MUSCLE SHOALS — A recognizable bank building is being cleared from the corner of Woodward and Avalon avenues to make way for a new branch of Listerhill Credit Union.
Equipment has been moved onto the site of the "round bank" building, and Mayor David Bradford said demolition should begin soon.
"It used to be a First National Bank," Bradford said. "It was pretty recognizable because it was round."
It was also recognizable, he said, because it was a two-story building in a city that at that time had numerous one-story metal buildings.
The building most recently housed Family Security Credit Union.
Chris Anderson, vice president of marketing for Listerhill Credit Union, said blueprints are being developed for the new branch project. He said Listerhill also purchased an adjacent lot to accommodate a larger building on the site.
"We wanted more space," Anderson said. "We wanted a larger branch than what we have in Muscle Shoals now. The style of the building will be very similar to what we built in Killen."
Bradford said the building has always housed financial institutions. He said the last tenant just recently moved out.
"I'm just happy they're utilizing the entire block," Bradford said of the Listerhill project.

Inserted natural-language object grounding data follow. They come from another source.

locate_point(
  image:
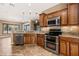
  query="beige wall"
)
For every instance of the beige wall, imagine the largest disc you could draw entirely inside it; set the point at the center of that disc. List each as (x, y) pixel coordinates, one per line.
(0, 28)
(55, 8)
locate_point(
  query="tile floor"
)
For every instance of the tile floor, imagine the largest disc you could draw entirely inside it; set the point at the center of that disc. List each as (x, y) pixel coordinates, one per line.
(7, 49)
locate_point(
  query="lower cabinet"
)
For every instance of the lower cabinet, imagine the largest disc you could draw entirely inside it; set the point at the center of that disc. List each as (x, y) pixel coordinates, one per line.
(63, 47)
(30, 38)
(74, 50)
(41, 40)
(69, 46)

While the round building was and still is unique, the mayor said buildings can outlive their purpose.
"You're always thinking about electrical, plumbing and energy efficiency," Bradford said. "It's kind of a strange layout, having curved walls and all."

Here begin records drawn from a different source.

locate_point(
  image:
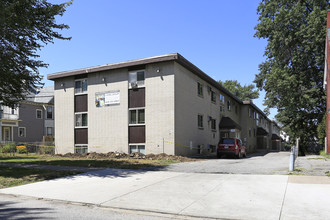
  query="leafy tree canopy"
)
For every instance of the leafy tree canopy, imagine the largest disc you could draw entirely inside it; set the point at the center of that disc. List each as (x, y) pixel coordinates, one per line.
(246, 92)
(25, 26)
(292, 74)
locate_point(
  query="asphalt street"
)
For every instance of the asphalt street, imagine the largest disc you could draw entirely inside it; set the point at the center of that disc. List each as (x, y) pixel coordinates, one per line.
(161, 194)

The mayor said he checked with his father-in-law who said Southgate Mall was constructed in 1968 and the round bank was built between 1968 and 1970.

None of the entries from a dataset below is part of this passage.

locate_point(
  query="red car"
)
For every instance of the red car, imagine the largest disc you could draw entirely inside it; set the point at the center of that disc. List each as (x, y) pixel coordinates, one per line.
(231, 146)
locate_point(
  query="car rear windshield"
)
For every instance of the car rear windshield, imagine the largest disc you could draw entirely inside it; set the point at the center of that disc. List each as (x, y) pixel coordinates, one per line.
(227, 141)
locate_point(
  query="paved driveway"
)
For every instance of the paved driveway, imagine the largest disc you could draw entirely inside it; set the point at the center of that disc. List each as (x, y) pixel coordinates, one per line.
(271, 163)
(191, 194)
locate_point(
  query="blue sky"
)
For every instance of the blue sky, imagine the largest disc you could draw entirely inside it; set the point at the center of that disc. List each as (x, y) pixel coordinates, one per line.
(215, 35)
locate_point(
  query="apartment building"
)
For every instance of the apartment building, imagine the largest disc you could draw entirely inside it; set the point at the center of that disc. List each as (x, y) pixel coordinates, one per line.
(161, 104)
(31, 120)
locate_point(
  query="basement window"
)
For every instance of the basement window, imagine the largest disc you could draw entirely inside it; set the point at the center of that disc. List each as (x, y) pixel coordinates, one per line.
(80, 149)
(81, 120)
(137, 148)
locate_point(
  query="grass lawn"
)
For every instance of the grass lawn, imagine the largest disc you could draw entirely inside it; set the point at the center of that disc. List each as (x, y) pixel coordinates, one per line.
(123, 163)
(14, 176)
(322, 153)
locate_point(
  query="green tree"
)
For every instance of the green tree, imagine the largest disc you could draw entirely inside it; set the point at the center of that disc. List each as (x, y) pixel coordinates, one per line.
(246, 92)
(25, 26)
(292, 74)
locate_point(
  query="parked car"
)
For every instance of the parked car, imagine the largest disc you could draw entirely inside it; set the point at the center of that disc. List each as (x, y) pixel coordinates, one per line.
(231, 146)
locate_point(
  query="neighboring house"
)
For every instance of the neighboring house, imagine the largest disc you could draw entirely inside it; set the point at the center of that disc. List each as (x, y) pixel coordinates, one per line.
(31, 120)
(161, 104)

Anderson said the building is complicated to work with because of its shape.
He said the city and the public should be happy with the new building.
Listerhill Credit Union is also renovating its branch on Hough Road in Florence.
"We'll probably have multiple projects going on at one time," he said.
A crew began working on the Muscle Shoals site this week, concentrating on the adjacent lot. A track hoe was moved onto the site, but demolition work on the round building had not begun as of Thursday afternoon.
Anderson said construction on the new branch is expected to begin Sept. 25, and the project should be completed by the summer 2020.